Nuisances sonores, #balancetonbar, Covid… Comment la nuit bruxelloise tente de se relancer
Du 29 mars au 2 avril, le festival Listen va multiplier les propositions électroniques aux quatre coins de Bruxelles. L’occasion de faire le point sur la vie nocturne de la capitale, à l’heure où l’une de ses enseignes les plus emblématiques –le Fuse– est menacée de fermeture…
Samedi, place Sainte-Catherine, sur le coup de minuit. “Putain, je suis chaud sur Bruxelles”, annonce la voix de Disiz La Peste, dans l’enceinte connectée. Avant d’enchaîner: “J’serai plus jamais en hess/J’serai plus jamais en hess”, repris en chœur par les cinq, six kids, réunis au milieu de la fontaine, à sec. Ils doivent avoir la petite vingtaine, arborent jeans baggy et cheveux colorés. “On se retrouve souvent ici, explique le grand blond de la bande. C’est tranquille. Mais si vous cherchez plus d’animation, il suffit d’aller jusqu’aux Halles Saint-Géry.”

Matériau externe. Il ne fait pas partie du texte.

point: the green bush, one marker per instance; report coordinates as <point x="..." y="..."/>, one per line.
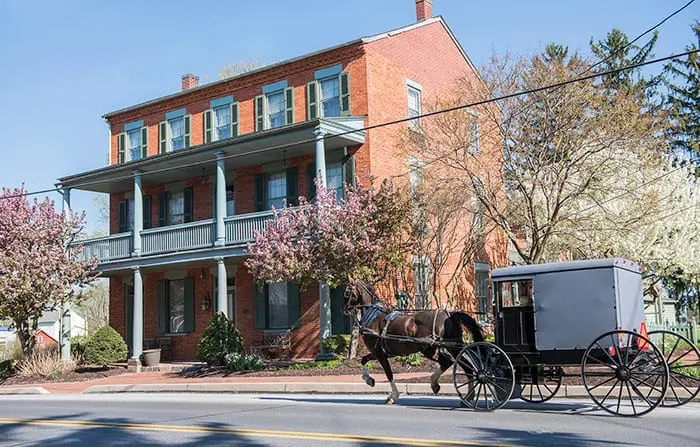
<point x="236" y="361"/>
<point x="337" y="344"/>
<point x="105" y="346"/>
<point x="220" y="339"/>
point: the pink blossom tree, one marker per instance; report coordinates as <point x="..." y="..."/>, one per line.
<point x="39" y="271"/>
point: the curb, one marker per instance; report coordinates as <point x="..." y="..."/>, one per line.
<point x="22" y="391"/>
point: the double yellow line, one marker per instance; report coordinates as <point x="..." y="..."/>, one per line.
<point x="308" y="436"/>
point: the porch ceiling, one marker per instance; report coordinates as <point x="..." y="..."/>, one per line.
<point x="246" y="150"/>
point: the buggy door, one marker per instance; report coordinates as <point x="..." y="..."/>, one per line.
<point x="515" y="316"/>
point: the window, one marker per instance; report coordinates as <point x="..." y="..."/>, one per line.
<point x="176" y="208"/>
<point x="414" y="108"/>
<point x="515" y="293"/>
<point x="276" y="190"/>
<point x="330" y="96"/>
<point x="222" y="121"/>
<point x="176" y="306"/>
<point x="133" y="139"/>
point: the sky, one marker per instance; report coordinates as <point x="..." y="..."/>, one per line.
<point x="65" y="64"/>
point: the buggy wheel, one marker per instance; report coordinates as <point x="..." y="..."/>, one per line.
<point x="683" y="359"/>
<point x="624" y="373"/>
<point x="544" y="384"/>
<point x="483" y="376"/>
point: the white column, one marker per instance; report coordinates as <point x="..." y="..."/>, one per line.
<point x="221" y="292"/>
<point x="64" y="311"/>
<point x="137" y="319"/>
<point x="138" y="213"/>
<point x="220" y="200"/>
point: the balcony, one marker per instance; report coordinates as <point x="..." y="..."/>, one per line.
<point x="175" y="238"/>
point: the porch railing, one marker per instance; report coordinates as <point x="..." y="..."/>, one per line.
<point x="107" y="248"/>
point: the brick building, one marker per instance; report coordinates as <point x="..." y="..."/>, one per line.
<point x="193" y="174"/>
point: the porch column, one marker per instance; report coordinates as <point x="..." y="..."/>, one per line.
<point x="64" y="311"/>
<point x="220" y="200"/>
<point x="137" y="321"/>
<point x="138" y="213"/>
<point x="324" y="293"/>
<point x="221" y="292"/>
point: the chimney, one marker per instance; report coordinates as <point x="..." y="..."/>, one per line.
<point x="189" y="81"/>
<point x="424" y="9"/>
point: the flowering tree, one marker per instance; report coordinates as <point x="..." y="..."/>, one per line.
<point x="363" y="237"/>
<point x="38" y="270"/>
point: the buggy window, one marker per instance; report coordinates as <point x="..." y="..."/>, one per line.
<point x="515" y="293"/>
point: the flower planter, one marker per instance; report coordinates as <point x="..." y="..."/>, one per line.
<point x="151" y="357"/>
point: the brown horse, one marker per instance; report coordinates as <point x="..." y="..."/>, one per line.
<point x="386" y="334"/>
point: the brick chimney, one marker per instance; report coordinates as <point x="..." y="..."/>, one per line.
<point x="189" y="81"/>
<point x="424" y="9"/>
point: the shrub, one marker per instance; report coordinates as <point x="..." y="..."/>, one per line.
<point x="105" y="346"/>
<point x="337" y="344"/>
<point x="219" y="339"/>
<point x="45" y="363"/>
<point x="236" y="361"/>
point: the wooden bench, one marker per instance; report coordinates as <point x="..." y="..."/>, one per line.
<point x="278" y="342"/>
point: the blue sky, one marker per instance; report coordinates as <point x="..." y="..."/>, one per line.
<point x="64" y="66"/>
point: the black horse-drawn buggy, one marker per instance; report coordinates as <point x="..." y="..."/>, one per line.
<point x="548" y="319"/>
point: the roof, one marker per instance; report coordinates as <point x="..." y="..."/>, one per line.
<point x="534" y="269"/>
<point x="362" y="40"/>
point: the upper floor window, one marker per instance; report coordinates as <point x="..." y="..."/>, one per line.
<point x="221" y="121"/>
<point x="329" y="94"/>
<point x="414" y="105"/>
<point x="174" y="132"/>
<point x="275" y="107"/>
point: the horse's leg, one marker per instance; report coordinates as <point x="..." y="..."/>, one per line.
<point x="382" y="359"/>
<point x="365" y="374"/>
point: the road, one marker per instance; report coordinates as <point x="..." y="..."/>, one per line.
<point x="324" y="420"/>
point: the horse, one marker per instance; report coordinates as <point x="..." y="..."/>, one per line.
<point x="426" y="327"/>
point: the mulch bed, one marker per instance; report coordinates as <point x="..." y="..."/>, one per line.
<point x="80" y="375"/>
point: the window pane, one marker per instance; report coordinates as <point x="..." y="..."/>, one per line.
<point x="277" y="190"/>
<point x="134" y="144"/>
<point x="176" y="208"/>
<point x="177" y="133"/>
<point x="277" y="306"/>
<point x="177" y="306"/>
<point x="330" y="97"/>
<point x="275" y="109"/>
<point x="223" y="122"/>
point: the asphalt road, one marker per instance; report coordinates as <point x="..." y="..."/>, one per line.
<point x="325" y="420"/>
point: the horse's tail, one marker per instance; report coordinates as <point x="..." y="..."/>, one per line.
<point x="469" y="323"/>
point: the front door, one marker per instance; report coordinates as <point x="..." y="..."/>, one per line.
<point x="516" y="316"/>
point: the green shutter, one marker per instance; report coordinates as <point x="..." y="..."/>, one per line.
<point x="146" y="212"/>
<point x="310" y="183"/>
<point x="188" y="126"/>
<point x="289" y="105"/>
<point x="260" y="193"/>
<point x="292" y="186"/>
<point x="189" y="204"/>
<point x="293" y="305"/>
<point x="162" y="209"/>
<point x="311" y="101"/>
<point x="123" y="210"/>
<point x="207" y="126"/>
<point x="345" y="94"/>
<point x="121" y="148"/>
<point x="189" y="305"/>
<point x="260" y="306"/>
<point x="259" y="113"/>
<point x="162" y="310"/>
<point x="144" y="142"/>
<point x="162" y="137"/>
<point x="234" y="119"/>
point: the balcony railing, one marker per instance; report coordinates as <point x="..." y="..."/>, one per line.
<point x="174" y="238"/>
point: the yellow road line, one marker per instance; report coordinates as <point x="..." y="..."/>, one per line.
<point x="337" y="437"/>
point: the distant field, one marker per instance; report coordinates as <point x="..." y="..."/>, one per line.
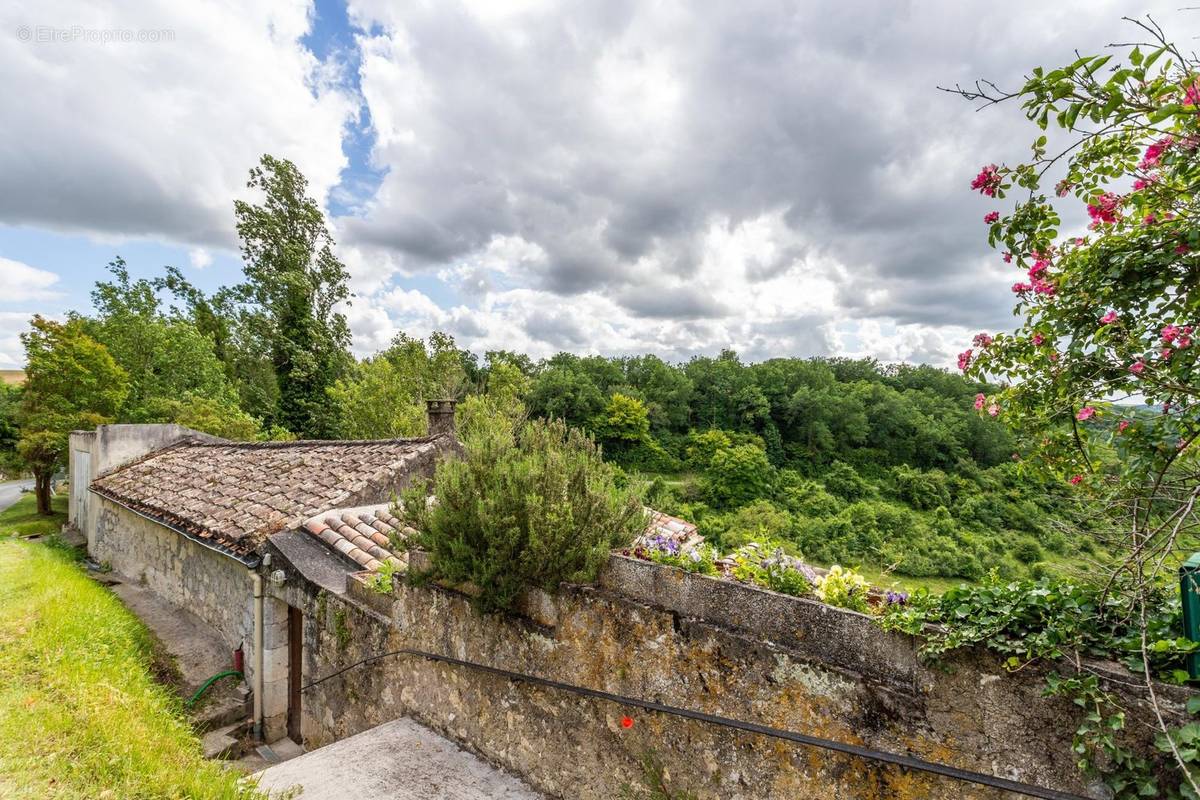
<point x="22" y="518"/>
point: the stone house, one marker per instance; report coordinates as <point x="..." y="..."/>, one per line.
<point x="282" y="548"/>
<point x="190" y="517"/>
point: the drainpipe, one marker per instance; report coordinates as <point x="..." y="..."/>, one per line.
<point x="257" y="579"/>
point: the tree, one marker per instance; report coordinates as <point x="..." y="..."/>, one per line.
<point x="166" y="359"/>
<point x="294" y="284"/>
<point x="384" y="396"/>
<point x="376" y="403"/>
<point x="1109" y="316"/>
<point x="71" y="382"/>
<point x="10" y="429"/>
<point x="738" y="475"/>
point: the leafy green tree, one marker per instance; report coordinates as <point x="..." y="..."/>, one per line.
<point x="205" y="415"/>
<point x="166" y="359"/>
<point x="665" y="390"/>
<point x="10" y="429"/>
<point x="71" y="382"/>
<point x="624" y="421"/>
<point x="565" y="391"/>
<point x="376" y="402"/>
<point x="738" y="475"/>
<point x="293" y="286"/>
<point x="384" y="396"/>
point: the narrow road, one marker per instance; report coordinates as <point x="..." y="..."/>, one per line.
<point x="10" y="492"/>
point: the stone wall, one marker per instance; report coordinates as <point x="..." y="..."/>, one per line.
<point x="660" y="635"/>
<point x="213" y="585"/>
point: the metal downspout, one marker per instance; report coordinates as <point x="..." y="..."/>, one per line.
<point x="258" y="655"/>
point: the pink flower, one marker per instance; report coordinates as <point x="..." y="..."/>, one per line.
<point x="1043" y="287"/>
<point x="1105" y="208"/>
<point x="1192" y="94"/>
<point x="988" y="180"/>
<point x="1155" y="151"/>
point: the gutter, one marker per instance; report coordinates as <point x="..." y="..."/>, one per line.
<point x="250" y="561"/>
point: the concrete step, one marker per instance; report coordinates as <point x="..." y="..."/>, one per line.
<point x="396" y="761"/>
<point x="228" y="743"/>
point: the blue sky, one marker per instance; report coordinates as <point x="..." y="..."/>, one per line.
<point x="605" y="176"/>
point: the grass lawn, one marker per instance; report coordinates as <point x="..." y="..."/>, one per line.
<point x="81" y="714"/>
<point x="22" y="518"/>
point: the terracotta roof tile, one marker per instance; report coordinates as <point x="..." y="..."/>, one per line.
<point x="360" y="534"/>
<point x="239" y="493"/>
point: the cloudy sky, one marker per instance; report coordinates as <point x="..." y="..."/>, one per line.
<point x="595" y="175"/>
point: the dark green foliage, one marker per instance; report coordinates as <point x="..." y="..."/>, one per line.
<point x="1027" y="551"/>
<point x="532" y="510"/>
<point x="845" y="482"/>
<point x="293" y="283"/>
<point x="737" y="475"/>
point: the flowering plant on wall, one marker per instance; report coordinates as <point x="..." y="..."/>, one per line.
<point x="1101" y="376"/>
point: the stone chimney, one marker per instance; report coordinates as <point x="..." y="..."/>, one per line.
<point x="441" y="415"/>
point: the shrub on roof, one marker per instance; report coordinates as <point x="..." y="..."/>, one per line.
<point x="535" y="506"/>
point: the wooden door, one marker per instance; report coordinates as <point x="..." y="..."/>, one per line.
<point x="295" y="671"/>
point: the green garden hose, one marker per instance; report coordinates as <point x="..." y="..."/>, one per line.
<point x="209" y="683"/>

De fait, à quelques mètres de là, ça bruisse de partout. L’hiver a beau s’attarder, les terrasses sont bondées. Rue de Flandre déjà, ça déborde au Daringman et au Laboureur. Pareil à l’Archiduc, rue Dansaert. Et donc autour des Halles Saint-Géry, du Mezzo au Café Central. Dans le plus petit bar, un DJ, et déjà la fête qui s’électrise. On est venu voir ce que la nuit à Bruxelles avait dans le ventre. Et pour l’instant, cela ne part pas si mal que ça.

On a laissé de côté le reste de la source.